We hitted this issue on eventlet when I changed the socket.send() method in 
eventlet 0.18 to stop sending data on partial write, whereas eventlet < 0.18 
used a loop to ensure that all bytes are written.

The side effect of my change is that (indirectly) 
socket.makefile().writelines() may also use partial write if the underlying 
send() only writes partially data.

The problem is that writelines() has *no* result, so the caller cannot be aware 
of the partial write and data is lost...

eventlet:

* send() change: https://github.com/eventlet/eventlet/issues/274
* writelines() bug: https://github.com/eventlet/eventlet/issues/295


"In the spirit of RawIO.write(), I think RawIO.writelines() could return
the number of bytes written (allowing for partial writes)."

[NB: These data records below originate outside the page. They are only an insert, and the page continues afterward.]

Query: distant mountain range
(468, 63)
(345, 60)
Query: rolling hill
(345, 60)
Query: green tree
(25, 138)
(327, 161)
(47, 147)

I don't know yet what is the best option for eventlet, but we should probaly 
enhance the Python stdlib io module to return something on writelines() and 
*document* the behaviour on partial write.

The problem writelines() API is that writelines() not only takes a single 
text/bytes string, but a *list* of text/bytes strings.

Another option is to modify to retry on partial write to ensure that all data 
is written. If the underlying write() method returns None (blocking I/O error), 
we must raise an error. It doesn't make sense to retry writing on a 
non-blocking I/O error.

In this case, we must document that writelines() *must not* be used on 
non-blocking I/O (ex: non-blocking socket, pipe, whatever).